A Welsh university is hoping to find novel commercial uses for the by-products of a greener fuel made from ryegrass.
Researchers from Glyndŵr University will investigate how sugars from new forms of ryegrass can be chemically modified to produce additives, which could be used as a thickening or gelling agent in a range of products in the food, pharmaceutical and cosmetics industries.
They will work with scientists from Aberystwyth University and Bangor University in a pan-Wales research project that has been awarded more than £450,000 in funding from the Biotechnology and Biological Sciences Research Council’s Integrated Bio-refining Research and Technology Club (IBTI).
Glyndŵr University will focus its research on fructans in new strains of ryegrass, grown on land unsuitable for arable farming, which have been developed by plant biologists at Aberystwyth to produce biofuel.

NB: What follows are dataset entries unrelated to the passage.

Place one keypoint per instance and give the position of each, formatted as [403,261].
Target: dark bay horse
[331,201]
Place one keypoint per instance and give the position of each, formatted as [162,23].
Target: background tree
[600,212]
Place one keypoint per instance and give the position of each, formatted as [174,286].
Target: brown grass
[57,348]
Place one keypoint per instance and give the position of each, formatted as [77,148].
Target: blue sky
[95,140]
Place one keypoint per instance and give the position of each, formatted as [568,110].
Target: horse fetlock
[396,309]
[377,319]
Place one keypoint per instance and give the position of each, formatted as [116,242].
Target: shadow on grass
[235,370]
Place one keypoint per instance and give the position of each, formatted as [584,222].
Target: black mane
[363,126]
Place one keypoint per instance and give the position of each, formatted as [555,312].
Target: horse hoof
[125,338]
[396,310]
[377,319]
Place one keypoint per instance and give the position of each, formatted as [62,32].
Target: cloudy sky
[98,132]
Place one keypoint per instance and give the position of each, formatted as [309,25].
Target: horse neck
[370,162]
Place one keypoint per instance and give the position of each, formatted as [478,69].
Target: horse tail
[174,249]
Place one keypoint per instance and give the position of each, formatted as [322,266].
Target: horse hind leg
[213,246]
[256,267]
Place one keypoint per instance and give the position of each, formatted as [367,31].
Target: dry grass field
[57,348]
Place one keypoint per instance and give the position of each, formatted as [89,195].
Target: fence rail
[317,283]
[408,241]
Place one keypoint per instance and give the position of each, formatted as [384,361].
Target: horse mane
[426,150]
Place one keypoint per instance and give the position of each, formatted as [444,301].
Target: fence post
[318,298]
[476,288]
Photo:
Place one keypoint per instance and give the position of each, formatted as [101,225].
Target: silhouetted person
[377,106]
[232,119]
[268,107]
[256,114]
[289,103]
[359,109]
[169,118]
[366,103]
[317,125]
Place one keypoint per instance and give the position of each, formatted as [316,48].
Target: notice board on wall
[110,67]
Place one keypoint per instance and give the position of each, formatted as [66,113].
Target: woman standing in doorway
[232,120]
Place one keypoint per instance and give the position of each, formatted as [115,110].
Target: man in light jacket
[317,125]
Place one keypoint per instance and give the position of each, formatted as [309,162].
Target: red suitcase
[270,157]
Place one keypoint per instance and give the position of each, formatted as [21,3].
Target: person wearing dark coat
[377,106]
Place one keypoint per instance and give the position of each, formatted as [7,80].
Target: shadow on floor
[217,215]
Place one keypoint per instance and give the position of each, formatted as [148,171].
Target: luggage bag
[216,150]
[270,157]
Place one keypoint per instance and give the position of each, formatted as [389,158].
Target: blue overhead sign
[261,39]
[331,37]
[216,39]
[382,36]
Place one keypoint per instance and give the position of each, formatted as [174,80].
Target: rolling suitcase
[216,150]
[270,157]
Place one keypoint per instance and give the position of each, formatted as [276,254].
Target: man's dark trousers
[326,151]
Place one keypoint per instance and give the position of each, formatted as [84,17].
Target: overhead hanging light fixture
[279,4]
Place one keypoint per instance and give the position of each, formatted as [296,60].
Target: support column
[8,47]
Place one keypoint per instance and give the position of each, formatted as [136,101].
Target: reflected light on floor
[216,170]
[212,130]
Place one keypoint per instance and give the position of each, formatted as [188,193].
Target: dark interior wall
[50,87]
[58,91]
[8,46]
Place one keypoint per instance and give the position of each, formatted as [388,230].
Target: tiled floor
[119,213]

Traditional ryegrasses store their carbohydrates as starch, a very stable molecule that is difficult to modify. In the new ryegrasses, however, these are stored as fructans, long chains of fruit sugar molecules that can be easily modified using chemicals — without impacting upon the suitability of the grass for producing biofuel.
A third Welsh university, Bangor, will look at ways to increase the yield of the fructans and minimise waste products by using its expertise in sonication, a scientific process that uses soundwaves to agitate particles.
The project is being led by Prof Peter Williams, director of the Centre for Water-Soluble Polymers at Glyndŵr University, who said that the isolation and modification of fructans for use in industry would make the crops more cost effective for farmers and encourage their growth.